Prazosina (es. Minipress): iniziare la terapia assumendo per via orale 1 mg di principio attivo (compresse) 2-3 volte al dì. Proseguire la cura di mantenimento con 6-15 mg al dì,assunti in dosi frazionate secondo quanto stabilito dal medico curante. Essendo poco selettivo,questo farmaco non viene molto utilizzato per la cura dell’ipertrofia prostatica benigna.

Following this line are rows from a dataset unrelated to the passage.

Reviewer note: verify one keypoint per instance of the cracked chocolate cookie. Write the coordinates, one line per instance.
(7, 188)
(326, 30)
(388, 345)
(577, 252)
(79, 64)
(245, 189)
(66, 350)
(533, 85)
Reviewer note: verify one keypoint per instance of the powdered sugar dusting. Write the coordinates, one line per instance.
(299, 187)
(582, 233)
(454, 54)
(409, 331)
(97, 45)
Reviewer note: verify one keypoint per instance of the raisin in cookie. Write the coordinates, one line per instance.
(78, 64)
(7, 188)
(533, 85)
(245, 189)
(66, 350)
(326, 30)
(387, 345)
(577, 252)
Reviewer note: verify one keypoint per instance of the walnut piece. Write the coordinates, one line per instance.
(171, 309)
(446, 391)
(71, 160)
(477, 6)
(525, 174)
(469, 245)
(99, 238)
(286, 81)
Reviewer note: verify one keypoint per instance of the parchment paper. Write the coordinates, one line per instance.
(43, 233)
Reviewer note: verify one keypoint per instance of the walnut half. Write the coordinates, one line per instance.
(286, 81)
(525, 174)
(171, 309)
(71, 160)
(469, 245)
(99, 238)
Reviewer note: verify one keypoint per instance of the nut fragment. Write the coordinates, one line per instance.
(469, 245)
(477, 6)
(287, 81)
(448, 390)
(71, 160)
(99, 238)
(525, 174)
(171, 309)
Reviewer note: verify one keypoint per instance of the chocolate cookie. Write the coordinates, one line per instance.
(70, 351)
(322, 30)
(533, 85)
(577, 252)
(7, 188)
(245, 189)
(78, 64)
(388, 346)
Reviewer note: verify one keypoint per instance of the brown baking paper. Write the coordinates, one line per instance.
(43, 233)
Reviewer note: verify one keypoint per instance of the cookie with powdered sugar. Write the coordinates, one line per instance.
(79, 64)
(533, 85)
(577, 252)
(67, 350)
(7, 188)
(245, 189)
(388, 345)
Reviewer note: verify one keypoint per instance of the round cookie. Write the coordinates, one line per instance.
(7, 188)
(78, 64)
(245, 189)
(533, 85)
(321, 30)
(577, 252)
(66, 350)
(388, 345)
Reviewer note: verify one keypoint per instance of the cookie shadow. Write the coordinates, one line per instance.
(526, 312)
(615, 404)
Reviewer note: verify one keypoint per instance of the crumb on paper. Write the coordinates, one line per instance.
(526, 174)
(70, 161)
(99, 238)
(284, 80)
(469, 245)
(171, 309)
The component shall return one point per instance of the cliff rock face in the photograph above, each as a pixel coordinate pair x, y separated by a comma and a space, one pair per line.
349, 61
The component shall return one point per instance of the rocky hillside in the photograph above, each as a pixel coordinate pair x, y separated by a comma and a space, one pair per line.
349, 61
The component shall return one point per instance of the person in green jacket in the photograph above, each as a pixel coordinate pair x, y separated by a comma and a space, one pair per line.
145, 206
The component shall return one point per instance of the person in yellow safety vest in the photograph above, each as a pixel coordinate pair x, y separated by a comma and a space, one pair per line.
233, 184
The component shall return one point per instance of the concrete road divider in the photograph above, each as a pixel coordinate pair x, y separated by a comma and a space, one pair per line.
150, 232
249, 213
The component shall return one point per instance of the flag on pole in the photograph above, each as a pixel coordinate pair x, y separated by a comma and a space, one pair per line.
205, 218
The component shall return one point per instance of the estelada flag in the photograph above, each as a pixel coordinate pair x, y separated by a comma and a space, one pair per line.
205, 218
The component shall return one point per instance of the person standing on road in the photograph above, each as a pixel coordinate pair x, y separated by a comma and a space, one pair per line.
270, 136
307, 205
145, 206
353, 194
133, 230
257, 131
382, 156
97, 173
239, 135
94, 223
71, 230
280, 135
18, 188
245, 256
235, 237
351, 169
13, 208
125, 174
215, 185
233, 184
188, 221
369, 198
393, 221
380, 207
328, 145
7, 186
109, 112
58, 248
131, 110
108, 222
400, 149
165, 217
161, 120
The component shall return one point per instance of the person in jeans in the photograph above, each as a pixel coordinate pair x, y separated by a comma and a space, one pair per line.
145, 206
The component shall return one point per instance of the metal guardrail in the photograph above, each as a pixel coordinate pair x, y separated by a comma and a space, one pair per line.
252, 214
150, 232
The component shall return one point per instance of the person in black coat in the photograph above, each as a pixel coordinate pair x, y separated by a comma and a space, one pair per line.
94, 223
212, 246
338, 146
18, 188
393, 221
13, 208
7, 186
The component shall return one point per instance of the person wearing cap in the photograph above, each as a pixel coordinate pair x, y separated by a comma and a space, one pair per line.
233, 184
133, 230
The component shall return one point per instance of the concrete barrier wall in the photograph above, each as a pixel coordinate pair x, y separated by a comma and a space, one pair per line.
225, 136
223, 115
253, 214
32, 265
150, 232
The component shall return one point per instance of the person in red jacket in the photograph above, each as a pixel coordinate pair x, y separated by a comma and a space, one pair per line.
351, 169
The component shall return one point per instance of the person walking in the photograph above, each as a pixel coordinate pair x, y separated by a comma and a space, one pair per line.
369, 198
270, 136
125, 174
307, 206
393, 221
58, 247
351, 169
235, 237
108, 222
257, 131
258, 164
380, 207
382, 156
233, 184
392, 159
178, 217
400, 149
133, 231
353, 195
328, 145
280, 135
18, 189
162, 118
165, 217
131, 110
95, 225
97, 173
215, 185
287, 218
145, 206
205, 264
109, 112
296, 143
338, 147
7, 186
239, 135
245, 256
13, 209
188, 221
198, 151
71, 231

Silidosina (Silodyx): si consiglia di assumere una capsula da 8 mg al giorno per via orale, in concomitanza dei pasti deglutendola intera con un bicchiere d’acqua. La dose raccomandata è di una capsula da 8 mg al giorno. Per i pazienti con problemi renali di entità moderata la dose iniziale è di 4 mg una volta al giorno, per poi passare eventualmente a 8 mg una volta al giorno dopo una settimana. La silidosina non è raccomandata per i pazienti con gravi problemi renali.

TERAPIA CHIRURGICA

Prostata dopo resezione chirurgica.

In caso di fallimento del trattamento medico,può rendersi necessario un trattamento chirurgico di resezione endoscopica della prostata (TURP). Questo prevede la resezione di parte della prostata attraverso l’uretra. Esistono anche alcune nuove tecniche per ridurre il volume della prostata ipertrofica,alcune delle quali non sono ancora abbastanza sperimentate per stabilire i loro effetti definitivi. Esse prevedono vari metodi per distruggere parte del tessuto ghiandolare senza danneggiare quello che rimarrà in sito. Fra queste si ricordano: la vaporizzazione transuretrale della prostata (TVP),la laser TURP,la visual laser ablation (VLAP),la Transurethral Microwave Thermo Therapy (TUMT), la Transurethral needle ablation of the prostate (TUNA) e la sua evoluzione tecnologica Prostiva,micro iniezioni di etanolo o di tossina botulinica in situ e altre ancora allo studio o in via di sperimentazione.

Nuove tecniche

Nuove tecniche che comportano l’impiego del laser in urologia,sono state sperimentate negli ultimi 10 anni. Si è iniziato con la VLAP, tecnica che usa uno YAG laser a contatto con il tessuto prostatico. Una tecnologia altamente innovativa, è chiamata Photoselective Vaporization of the Prostate (PVP) e usa un laser (GreenLight Laser) a luce verde (LBO, Litio Triborato). Questa procedura utilizza un laser ad alta potenza di 180 Watt,con una fibra laser di circa 7 French inserita nella prostata mediante uno strumento adeguato. Essa è usata per vaporizzare il tessuto adenomatoso,rispettando la capsula prostatica. GreenLight Laser ha una profondità di vaporizzazione di 0,8 mm ed una lunghezza onda espressamente dedicata alla vaporizzazione dei tessuti. La dimissione è precoce. Un’altra procedura chiamata Holmium Laser Ablation of the Prostate (HoLAP). Il laser per l’HoLAP è un dispositivo con una sonda di 550 micron con una potenza di 100 watt e un angolo di riflessione di 70 gradi. La sua profondità di passata è di 2,140 nm, che cade nella zona invisibile dell’infrarosso e non può essere visto a occhio nudo. La profondità di penetrazione del laser a olmio è inferiore a 0,5 mm. Questa tecnica è utilizzabile solamente per prostate con piccoli adenomi. La tecnica laser più recente utilizza un laser Tullio (2010 nm) con il quale è possibile utilizzare sia la tecnica di enucleazione ThuLEP (Thulium Enucleation of Prostate), impiegata anche con il laser ad Olmio,sia la tecnica di vaporizzazione ThuVaP (Thulium Vaporization of Prostate).